Aside from this, Totally Under Control doesn’t really go into detail about how COVID-19 was handled in other places around the world, including Europe, which keeps it from offering a more global picture of the pandemic. The film also doesn’t really get into how other branches of the US government handled things, aside from briefly talking about how Governors were left fighting the federal government to secure ventilators for their states. I also wish that more attention had been paid to New York City, an early epicentre of the virus, including Governor Andrew Cuomo’s disastrous executive order forcing nursing homes to accept infected patients, which isn’t mentioned at all.

As much as the inadequate response to the Coronavirus crisis represents a failure of leadership on behalf of the Trump administration, it also represents a failure of messaging. Trump’s continual downplaying of the virus has proved particularly disastrous in terms of sowing public mistrust, with the virus being turned into a political issue. For example, the fact that the wearing of masks, which by all measures is a simple, common sense way of stopping the spread of the virus, has become a left versus right issue, is one of the most frustrating things to come out of this pandemic.

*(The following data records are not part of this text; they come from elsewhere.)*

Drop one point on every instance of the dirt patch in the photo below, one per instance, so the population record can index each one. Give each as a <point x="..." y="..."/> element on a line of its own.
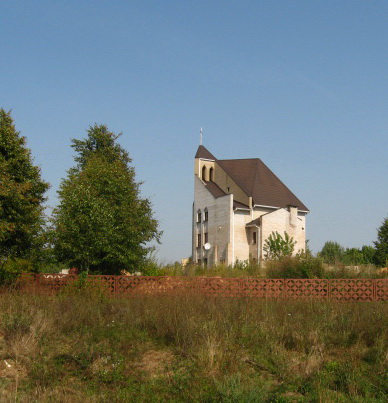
<point x="155" y="363"/>
<point x="11" y="370"/>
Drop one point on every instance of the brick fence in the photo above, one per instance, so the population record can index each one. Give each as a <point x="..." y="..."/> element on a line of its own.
<point x="336" y="289"/>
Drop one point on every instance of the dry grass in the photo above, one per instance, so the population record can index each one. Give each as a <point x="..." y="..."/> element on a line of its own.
<point x="88" y="348"/>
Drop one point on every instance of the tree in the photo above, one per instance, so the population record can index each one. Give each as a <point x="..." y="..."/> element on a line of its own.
<point x="332" y="252"/>
<point x="276" y="247"/>
<point x="102" y="225"/>
<point x="381" y="245"/>
<point x="21" y="193"/>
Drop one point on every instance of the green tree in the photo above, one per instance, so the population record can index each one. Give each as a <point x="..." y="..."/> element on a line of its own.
<point x="276" y="247"/>
<point x="332" y="252"/>
<point x="381" y="245"/>
<point x="21" y="194"/>
<point x="102" y="225"/>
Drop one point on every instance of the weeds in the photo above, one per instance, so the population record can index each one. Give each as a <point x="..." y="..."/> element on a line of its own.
<point x="86" y="347"/>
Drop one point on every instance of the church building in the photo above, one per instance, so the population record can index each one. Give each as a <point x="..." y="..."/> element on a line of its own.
<point x="237" y="205"/>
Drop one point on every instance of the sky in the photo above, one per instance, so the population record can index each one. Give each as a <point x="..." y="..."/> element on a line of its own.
<point x="302" y="85"/>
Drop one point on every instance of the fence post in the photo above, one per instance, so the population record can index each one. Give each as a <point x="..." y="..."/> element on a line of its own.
<point x="115" y="285"/>
<point x="37" y="282"/>
<point x="374" y="290"/>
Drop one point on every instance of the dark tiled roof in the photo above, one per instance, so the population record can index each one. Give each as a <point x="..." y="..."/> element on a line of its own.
<point x="239" y="205"/>
<point x="253" y="222"/>
<point x="260" y="183"/>
<point x="202" y="152"/>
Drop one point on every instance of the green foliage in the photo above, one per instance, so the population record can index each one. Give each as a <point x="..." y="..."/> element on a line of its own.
<point x="11" y="268"/>
<point x="381" y="256"/>
<point x="276" y="247"/>
<point x="102" y="224"/>
<point x="21" y="193"/>
<point x="332" y="252"/>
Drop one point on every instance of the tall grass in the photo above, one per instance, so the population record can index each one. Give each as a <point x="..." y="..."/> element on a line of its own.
<point x="85" y="347"/>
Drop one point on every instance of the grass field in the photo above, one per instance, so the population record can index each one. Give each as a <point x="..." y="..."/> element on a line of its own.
<point x="82" y="347"/>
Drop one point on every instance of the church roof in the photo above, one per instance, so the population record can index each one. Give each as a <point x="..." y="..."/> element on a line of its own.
<point x="203" y="152"/>
<point x="260" y="183"/>
<point x="255" y="179"/>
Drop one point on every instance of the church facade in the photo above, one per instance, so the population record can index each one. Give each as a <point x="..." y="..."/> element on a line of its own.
<point x="237" y="205"/>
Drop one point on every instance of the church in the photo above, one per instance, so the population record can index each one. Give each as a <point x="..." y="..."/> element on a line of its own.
<point x="237" y="205"/>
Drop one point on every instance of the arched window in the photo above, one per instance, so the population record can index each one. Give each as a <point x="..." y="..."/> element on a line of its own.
<point x="204" y="173"/>
<point x="211" y="174"/>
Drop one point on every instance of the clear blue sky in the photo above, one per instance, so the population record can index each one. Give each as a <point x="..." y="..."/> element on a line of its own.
<point x="303" y="85"/>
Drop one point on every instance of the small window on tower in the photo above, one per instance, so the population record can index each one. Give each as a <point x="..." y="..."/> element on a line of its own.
<point x="204" y="173"/>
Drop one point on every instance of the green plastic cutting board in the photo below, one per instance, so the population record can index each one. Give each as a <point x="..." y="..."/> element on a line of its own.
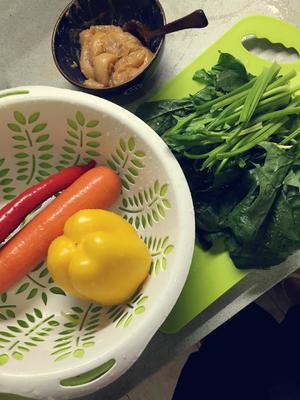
<point x="213" y="273"/>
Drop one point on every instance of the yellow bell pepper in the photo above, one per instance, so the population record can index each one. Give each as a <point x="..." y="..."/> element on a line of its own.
<point x="100" y="257"/>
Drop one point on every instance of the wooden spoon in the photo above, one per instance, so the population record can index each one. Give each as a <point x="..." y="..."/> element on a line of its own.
<point x="196" y="19"/>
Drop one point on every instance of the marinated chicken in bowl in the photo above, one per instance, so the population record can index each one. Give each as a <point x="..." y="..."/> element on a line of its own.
<point x="110" y="57"/>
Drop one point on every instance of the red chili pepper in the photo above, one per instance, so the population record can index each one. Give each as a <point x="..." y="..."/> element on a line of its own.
<point x="13" y="213"/>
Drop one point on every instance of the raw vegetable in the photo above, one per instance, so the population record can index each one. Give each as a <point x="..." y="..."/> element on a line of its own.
<point x="240" y="153"/>
<point x="100" y="257"/>
<point x="97" y="188"/>
<point x="13" y="213"/>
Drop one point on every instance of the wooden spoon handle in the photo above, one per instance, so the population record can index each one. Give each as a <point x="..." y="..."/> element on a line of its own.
<point x="196" y="19"/>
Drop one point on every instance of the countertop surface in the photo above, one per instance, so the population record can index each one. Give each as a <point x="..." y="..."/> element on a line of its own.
<point x="26" y="59"/>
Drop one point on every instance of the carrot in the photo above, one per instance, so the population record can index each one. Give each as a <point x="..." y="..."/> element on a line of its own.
<point x="97" y="188"/>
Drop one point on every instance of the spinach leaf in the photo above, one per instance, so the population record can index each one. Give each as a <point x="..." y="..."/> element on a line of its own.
<point x="257" y="215"/>
<point x="227" y="75"/>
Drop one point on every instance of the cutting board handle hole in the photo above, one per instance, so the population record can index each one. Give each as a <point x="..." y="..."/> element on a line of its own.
<point x="264" y="48"/>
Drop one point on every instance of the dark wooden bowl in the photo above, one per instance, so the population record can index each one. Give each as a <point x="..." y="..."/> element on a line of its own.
<point x="81" y="14"/>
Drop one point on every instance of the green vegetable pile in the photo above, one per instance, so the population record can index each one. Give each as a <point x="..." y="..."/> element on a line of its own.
<point x="237" y="141"/>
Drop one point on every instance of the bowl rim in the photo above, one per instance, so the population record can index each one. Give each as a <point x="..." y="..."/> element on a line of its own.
<point x="112" y="89"/>
<point x="156" y="314"/>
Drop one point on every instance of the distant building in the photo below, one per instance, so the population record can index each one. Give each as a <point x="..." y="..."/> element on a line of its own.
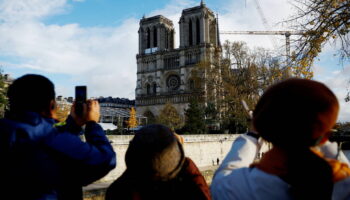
<point x="117" y="111"/>
<point x="163" y="71"/>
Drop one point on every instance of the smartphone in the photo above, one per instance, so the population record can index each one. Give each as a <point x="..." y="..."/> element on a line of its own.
<point x="80" y="99"/>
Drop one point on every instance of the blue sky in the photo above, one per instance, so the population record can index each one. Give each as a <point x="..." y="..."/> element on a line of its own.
<point x="94" y="42"/>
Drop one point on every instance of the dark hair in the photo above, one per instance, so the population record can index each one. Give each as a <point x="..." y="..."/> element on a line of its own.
<point x="30" y="92"/>
<point x="155" y="153"/>
<point x="287" y="116"/>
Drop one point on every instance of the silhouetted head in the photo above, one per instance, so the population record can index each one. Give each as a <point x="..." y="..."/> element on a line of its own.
<point x="295" y="113"/>
<point x="31" y="92"/>
<point x="155" y="153"/>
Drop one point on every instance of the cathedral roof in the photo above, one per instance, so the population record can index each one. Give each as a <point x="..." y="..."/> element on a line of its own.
<point x="157" y="18"/>
<point x="198" y="8"/>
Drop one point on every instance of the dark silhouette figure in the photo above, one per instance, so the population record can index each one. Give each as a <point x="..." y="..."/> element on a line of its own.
<point x="40" y="160"/>
<point x="158" y="169"/>
<point x="294" y="115"/>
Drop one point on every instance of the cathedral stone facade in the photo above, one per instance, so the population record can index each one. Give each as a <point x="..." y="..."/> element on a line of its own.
<point x="163" y="71"/>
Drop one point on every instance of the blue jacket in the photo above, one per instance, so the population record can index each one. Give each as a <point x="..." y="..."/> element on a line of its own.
<point x="40" y="161"/>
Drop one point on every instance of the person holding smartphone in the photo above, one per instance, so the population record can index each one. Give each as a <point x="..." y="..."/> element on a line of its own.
<point x="41" y="160"/>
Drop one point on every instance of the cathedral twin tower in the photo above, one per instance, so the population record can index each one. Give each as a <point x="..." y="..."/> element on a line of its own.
<point x="163" y="71"/>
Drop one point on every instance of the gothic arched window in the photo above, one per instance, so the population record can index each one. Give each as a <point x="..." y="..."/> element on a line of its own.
<point x="148" y="89"/>
<point x="190" y="33"/>
<point x="191" y="84"/>
<point x="198" y="33"/>
<point x="148" y="38"/>
<point x="154" y="88"/>
<point x="155" y="37"/>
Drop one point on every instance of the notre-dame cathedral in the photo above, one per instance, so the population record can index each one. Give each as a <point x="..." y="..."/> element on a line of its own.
<point x="163" y="71"/>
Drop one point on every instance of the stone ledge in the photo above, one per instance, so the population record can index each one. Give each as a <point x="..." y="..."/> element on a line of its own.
<point x="96" y="191"/>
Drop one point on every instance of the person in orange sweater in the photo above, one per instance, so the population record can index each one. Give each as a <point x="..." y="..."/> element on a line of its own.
<point x="156" y="168"/>
<point x="296" y="116"/>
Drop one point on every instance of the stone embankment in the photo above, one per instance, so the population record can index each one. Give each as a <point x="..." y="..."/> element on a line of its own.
<point x="207" y="151"/>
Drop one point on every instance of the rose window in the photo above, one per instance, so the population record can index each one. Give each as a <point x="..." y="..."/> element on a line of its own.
<point x="173" y="82"/>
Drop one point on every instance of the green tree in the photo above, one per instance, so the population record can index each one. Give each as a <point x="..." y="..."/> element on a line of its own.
<point x="170" y="117"/>
<point x="195" y="118"/>
<point x="245" y="75"/>
<point x="3" y="93"/>
<point x="321" y="21"/>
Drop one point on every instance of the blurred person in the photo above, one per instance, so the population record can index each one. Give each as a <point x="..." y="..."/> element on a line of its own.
<point x="41" y="160"/>
<point x="156" y="168"/>
<point x="296" y="116"/>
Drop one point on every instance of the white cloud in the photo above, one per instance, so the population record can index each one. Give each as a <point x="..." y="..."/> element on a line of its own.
<point x="338" y="82"/>
<point x="103" y="57"/>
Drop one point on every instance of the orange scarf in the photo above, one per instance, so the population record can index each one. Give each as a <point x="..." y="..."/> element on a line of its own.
<point x="274" y="162"/>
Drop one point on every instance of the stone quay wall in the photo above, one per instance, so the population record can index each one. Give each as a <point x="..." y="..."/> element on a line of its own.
<point x="204" y="150"/>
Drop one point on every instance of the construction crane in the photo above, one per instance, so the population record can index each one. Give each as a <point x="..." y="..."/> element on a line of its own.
<point x="287" y="34"/>
<point x="265" y="23"/>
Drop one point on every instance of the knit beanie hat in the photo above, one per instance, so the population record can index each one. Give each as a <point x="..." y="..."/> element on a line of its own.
<point x="155" y="153"/>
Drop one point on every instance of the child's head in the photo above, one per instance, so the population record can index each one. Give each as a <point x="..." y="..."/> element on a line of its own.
<point x="155" y="153"/>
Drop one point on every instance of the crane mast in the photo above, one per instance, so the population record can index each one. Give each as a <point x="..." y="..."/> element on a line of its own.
<point x="287" y="34"/>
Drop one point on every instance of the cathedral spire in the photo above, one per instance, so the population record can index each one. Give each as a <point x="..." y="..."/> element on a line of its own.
<point x="217" y="30"/>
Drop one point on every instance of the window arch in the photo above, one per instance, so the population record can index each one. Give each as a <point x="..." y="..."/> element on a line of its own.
<point x="154" y="88"/>
<point x="190" y="33"/>
<point x="198" y="33"/>
<point x="148" y="32"/>
<point x="155" y="37"/>
<point x="148" y="86"/>
<point x="191" y="84"/>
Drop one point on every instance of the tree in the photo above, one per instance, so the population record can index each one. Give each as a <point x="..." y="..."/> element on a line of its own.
<point x="3" y="93"/>
<point x="245" y="75"/>
<point x="321" y="21"/>
<point x="195" y="118"/>
<point x="170" y="117"/>
<point x="132" y="122"/>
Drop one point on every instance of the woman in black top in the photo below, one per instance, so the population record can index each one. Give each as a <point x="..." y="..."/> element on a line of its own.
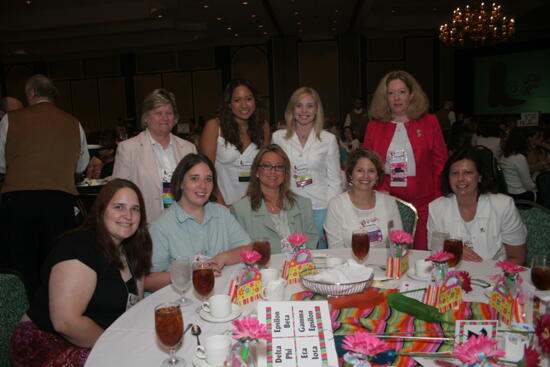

In the final minutes of the film, Gibney addresses the leaked audio that was released last month from an interview with journalist Bob Woodward that proves Trump not only knew the virus was airborne as far back as February 7th, but also that it was far deadlier than the flu. Trump also admits on tape that he was publicly saying the opposite so as not to cause panic. In the more solemn parts of that interview, when discussing the lethality of the virus, Trump actually sounded more serious than he has in almost any of his public addresses concerning COVID-19, and if had struck that tone with the public early on, it could have stopped some of his supporters from acting like it was no big deal.

Ironically, it was Trump’s fears about his re-election prospects that caused him to downplay the virus in the first place, and now this is the very thing that could easily cost him the presidency. Back in January, when the economy was still booming and unemployment was at a record low, it looked like Trump would win a second term. But now, with just a few weeks to go until the election on November 3rd, he could very well be defeated by Joe Biden, and his botched handling of this pandemic will almost single-handedly be his downfall.

The American government’s response to the COVID-19 crisis will be debated and talked about for years to come, and the story is still very much unfolding. A hastily added title card at the end tells us that the film was literally completed a day before Trump himself tested positive for the virus and ended up being hospitalized. While Totally Under Control obviously doesn’t offer a complete picture of the pandemic, it’s still an exhaustive, informative and often infuriating look at the American government’s failures to control a virus that they should have done a better job of reigning in.

Totally Under Control is now available on a variety of digital and VOD platforms. It’s being distributed in Canada by Elevation Pictures.